O país caribenho é sempre referido como o que há de mais trash na política internacional e sua história enquanto país encontra seu ponto final exatamente no primeiro dia de janeiro de 1959. O leitor simplesmente não é informado que Cuba era uma espécie de parque temático dos ricaços norte-americanos, com os mais opulentos cassinos e as mais bem disseminadas redes de prostituição de que se tem notícia naquela região da "costa da Flórida".
O mesmo leitor, se apresentado fosse ao personagem Fulgêncio Batista, ditador igualmente longevo de Cuba e derrubado por Fidel Castro, poderia ter a impressão de que Batista representava naquele momento histórico um presidente legitimamente eleito, profundamente impregnado por ideais libertários que impulsionam a democracia, a cidadania, o Estado de Direito, o primado dos direitos fundamentais da pessoa humana.
Ocorre que não podemos circunscrever apenas Cuba, Fidel e o Che ao olhar especialíssimo e ideologicamente carregado de Veja. Neste olhar são também esquadrinhados os Estados Unidos, George Bush, Barack Obama; a Venezuela e Hugo Chávez; a Bolívia e Evo Morales; o Reino Unido e a Casa de Windsor. A propósito deste último, salta aos olhos a defesa ardorosa que a revista faz da monarquia inglesa e tudo a pretexto de saudar o casamento do segundo na linha da sucessão ao trono inglês, William e a plebéia Kate Middleton.

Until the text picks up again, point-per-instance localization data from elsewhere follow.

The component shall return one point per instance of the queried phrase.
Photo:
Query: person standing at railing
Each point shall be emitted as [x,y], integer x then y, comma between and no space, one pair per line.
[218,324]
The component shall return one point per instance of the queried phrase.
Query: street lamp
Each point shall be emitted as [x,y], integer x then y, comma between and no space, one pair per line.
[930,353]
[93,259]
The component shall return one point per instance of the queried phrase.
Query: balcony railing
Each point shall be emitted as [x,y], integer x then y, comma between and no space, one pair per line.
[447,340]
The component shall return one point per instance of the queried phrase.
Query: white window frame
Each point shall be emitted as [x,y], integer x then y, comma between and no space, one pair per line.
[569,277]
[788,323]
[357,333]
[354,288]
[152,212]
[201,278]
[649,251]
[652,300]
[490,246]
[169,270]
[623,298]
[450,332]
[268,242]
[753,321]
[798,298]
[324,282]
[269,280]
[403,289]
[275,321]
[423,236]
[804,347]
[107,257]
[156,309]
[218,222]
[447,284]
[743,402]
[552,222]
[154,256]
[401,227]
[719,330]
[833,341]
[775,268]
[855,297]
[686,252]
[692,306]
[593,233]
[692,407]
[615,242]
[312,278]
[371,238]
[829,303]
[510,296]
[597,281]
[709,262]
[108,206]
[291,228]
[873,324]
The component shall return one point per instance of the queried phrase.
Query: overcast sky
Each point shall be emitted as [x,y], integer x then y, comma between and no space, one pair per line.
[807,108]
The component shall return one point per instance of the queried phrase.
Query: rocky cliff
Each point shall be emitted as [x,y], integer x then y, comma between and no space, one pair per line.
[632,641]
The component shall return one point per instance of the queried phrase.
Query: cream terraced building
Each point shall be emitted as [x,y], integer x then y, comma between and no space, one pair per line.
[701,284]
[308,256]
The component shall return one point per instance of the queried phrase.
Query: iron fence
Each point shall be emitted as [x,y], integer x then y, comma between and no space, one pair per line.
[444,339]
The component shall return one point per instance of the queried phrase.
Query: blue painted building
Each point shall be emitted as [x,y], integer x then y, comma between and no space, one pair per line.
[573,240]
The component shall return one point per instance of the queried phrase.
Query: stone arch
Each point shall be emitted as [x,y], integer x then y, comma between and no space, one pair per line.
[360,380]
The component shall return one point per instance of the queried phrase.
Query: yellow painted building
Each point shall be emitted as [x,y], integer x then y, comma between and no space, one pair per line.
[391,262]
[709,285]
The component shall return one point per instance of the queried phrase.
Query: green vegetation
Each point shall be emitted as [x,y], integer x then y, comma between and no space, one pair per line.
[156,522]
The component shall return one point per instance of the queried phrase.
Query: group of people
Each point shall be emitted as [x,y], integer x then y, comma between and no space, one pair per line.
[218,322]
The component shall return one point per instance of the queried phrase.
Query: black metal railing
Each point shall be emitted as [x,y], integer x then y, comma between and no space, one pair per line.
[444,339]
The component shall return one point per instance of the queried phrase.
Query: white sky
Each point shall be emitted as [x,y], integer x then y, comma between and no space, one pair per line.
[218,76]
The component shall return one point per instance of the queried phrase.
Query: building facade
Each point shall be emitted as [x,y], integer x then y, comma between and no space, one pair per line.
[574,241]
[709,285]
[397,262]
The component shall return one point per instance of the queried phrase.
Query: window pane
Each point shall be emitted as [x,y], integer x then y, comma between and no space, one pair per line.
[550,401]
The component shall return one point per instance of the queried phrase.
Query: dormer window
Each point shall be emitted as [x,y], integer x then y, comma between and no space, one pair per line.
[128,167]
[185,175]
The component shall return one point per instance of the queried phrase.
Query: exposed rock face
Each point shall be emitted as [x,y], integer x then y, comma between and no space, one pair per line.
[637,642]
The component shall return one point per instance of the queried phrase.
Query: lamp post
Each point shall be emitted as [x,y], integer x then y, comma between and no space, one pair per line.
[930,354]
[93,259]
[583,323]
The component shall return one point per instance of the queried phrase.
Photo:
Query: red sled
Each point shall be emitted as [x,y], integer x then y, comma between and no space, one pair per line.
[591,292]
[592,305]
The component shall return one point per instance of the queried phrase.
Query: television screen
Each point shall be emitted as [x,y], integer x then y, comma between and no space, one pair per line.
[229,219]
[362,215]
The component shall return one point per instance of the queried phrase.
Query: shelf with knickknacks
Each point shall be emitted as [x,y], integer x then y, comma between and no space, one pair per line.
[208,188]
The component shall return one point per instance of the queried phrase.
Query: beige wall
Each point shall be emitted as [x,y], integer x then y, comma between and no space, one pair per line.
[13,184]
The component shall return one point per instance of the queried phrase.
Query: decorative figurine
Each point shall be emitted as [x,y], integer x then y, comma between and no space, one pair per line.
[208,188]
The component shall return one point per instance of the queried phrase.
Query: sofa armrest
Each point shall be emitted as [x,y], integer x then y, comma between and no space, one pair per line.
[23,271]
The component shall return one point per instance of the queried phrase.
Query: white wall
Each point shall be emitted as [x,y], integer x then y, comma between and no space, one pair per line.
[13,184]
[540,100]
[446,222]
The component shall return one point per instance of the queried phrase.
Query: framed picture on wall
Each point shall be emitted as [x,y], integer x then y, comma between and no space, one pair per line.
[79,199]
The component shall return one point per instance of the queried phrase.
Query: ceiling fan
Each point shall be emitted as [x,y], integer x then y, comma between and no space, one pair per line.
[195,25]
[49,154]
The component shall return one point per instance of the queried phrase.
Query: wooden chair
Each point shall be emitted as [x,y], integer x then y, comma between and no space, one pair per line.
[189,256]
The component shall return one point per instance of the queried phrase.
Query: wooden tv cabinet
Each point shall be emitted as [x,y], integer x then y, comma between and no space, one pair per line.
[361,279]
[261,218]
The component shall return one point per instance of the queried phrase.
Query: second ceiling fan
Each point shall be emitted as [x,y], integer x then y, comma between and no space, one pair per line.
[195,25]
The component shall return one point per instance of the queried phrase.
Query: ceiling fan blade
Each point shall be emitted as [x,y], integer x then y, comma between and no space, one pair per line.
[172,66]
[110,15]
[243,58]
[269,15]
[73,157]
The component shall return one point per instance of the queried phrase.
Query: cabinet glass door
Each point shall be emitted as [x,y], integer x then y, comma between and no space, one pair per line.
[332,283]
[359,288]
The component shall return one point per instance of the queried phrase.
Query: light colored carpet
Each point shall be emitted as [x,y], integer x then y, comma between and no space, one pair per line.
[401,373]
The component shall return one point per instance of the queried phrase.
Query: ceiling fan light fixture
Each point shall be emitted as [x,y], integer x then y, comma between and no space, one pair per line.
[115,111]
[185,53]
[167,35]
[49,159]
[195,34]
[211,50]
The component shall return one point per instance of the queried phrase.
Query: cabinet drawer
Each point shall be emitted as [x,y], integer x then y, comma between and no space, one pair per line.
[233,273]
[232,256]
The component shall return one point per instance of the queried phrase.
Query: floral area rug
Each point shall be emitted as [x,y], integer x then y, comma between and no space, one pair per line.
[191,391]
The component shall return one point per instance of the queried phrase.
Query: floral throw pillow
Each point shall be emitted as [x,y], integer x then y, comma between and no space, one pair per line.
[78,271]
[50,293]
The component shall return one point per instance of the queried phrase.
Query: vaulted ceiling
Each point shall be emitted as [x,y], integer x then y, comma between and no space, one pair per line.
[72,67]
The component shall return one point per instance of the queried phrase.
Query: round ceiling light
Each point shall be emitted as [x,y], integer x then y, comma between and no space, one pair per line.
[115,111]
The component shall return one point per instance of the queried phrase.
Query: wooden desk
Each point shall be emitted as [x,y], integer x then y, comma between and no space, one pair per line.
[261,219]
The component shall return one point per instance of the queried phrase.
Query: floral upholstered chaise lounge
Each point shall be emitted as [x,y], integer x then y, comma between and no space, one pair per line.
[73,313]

O alinhamento da revista da Editora Abril com essa monarquia é tal que por pouco a mãe do noivo não é relegada ao anonimato: Diana foi a única integrante da realeza britânica que na segunda metade do século passado conseguiu incendiar a imaginação popular do país – incêndio de carisma e empatia – que transbordava para praticamente todo o resto do mundo. Incêndio causado pela promoção de causas profundamente humanas, como a proibição de minas terrestres, o resgate da cidadania plena para os portadores do vírus HIV e tantas outras, como a proscrição do comércio de roupas e calçados feitos com peles de animais.
Jornalismo cidadão
É verdade que a abertura da longa matéria de capa da revista (edição nº 2214, de 27/4/2011) principia com tons pairando entre o sombrio e o macabro:
"Morta, dentro de um caixão de teca, ainda assustadoramente bela num longo preto, levando nas mãos um terço presenteado por Madre Teresa de Calcutá, a princesa Diana quase derrubou uma monarquia de mais de 1000 anos."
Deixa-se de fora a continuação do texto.